On that cheerful mental note, we enter the capital.
Saving the world from ecological disaster is big, slick business. The organisation’s funding engine may be fuelled by mass col- lective guilt, but its public face is as confident and forward-thinking as the building that houses it, from its solar-panelled façades and discreet roof-windmills to the impressive collection of donated artists’ work in the lobby. I’m struck by the scale of the operation, the corporate competence of the administrative machine. Money and conviction make for a potent mix. In the waiting area, dominated by a TV wall showing highlights of public campaigns, we are offered lattes.

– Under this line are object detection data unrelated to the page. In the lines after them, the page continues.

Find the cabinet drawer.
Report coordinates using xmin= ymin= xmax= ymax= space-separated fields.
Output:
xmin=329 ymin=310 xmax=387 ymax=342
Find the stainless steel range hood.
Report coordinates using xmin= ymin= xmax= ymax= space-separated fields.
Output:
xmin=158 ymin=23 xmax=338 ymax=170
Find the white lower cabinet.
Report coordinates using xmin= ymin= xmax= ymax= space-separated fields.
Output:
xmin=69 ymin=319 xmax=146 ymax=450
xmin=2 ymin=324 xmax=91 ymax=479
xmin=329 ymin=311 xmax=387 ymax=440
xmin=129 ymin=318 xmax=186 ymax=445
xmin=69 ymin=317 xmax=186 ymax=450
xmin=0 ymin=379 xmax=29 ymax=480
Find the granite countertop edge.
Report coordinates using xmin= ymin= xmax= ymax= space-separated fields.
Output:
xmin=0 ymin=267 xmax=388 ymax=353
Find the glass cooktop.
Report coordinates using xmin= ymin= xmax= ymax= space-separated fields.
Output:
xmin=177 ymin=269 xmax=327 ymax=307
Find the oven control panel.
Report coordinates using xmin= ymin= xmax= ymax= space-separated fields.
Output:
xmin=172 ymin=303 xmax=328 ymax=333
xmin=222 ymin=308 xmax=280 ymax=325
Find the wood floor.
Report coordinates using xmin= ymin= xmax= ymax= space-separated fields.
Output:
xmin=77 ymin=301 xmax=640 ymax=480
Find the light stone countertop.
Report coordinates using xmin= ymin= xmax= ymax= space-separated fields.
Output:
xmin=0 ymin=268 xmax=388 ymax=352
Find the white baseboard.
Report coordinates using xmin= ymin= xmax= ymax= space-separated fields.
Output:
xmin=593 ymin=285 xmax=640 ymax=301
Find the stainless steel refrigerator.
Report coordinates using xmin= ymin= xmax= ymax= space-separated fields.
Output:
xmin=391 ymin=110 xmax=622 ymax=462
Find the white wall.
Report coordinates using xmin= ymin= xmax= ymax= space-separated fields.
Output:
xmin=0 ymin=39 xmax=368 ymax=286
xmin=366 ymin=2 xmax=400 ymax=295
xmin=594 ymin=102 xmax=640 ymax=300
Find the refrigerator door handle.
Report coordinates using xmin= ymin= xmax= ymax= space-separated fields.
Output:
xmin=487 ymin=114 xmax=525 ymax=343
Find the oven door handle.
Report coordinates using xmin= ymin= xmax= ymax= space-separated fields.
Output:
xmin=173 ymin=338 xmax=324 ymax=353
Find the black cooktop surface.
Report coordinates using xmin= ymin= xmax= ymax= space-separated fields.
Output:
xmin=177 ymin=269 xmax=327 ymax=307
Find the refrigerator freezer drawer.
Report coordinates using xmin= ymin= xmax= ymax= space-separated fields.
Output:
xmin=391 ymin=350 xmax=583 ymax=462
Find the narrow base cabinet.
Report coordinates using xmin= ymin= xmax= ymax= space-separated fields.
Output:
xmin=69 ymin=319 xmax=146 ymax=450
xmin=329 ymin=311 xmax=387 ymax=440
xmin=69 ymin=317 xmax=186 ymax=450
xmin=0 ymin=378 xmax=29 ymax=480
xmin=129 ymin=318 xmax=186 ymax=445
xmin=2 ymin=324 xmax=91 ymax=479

Ten minutes later we are ushered up to the tenth floor, from where the erratic cubist panorama of London’s skyline is on display beneath a thickening lid of cloud. I take in the drab municipal greys, interrupted by green swathes of park, and the landmarks I remember my father pointing out to me on our outing here together six years ago, when his brain and my legs still functioned, in what proved a last, unintended family farewell to the city: the Swiss Re building, the Post Office Tower, the great wheel of the Eye, Nelson’s Column and St Paul’s. In between, the snaking lines of red buses. We rode on one that day. Upstairs. We talked and talked.
We sat upstairs.
It’s clear from the respectful greeting given to Frazer Melville by the chief ecologist Karla Fitzgerald and her team, that my physicist’s name carries a certain cachet.
‘We came to see you in person because this is an unusual situation,’ Frazer Melville begins after he has settled on the sofa and introduced me simply as ‘Gabrielle Fox, a friend who shares my concern’. He’s nervous. Can Karla Fitzgerald sense it too? She smiles easily, but she’s business-like. She apologises for not being able to spare us more than ten minutes: she has another meeting at eleven. We have discussed how to pitch our story, and where to begin.
‘The Istanbul earthquake was very accurately foreseen by someone who we have reason to believe has access to a very specialist predictive system,’ Frazer Melville’s tone is professional, but I can see Karla Fitzgerald’s instant, quiet shock. ‘The same system enabled this individual to pinpoint the date of the hurricane in Rio some weeks in advance,’ he presses on. There are photographs on her walls of children. Karla Fitzgerald’s own, when young perhaps. No: grandchildren. ‘The same source is now speculating—’
But Karla Fitzgerald has stood up abruptly, her hand raised in an emergency stop gesture. Abandoning her desk, she comes across and settles next to Frazer Melville on the sofa. My heart plummets.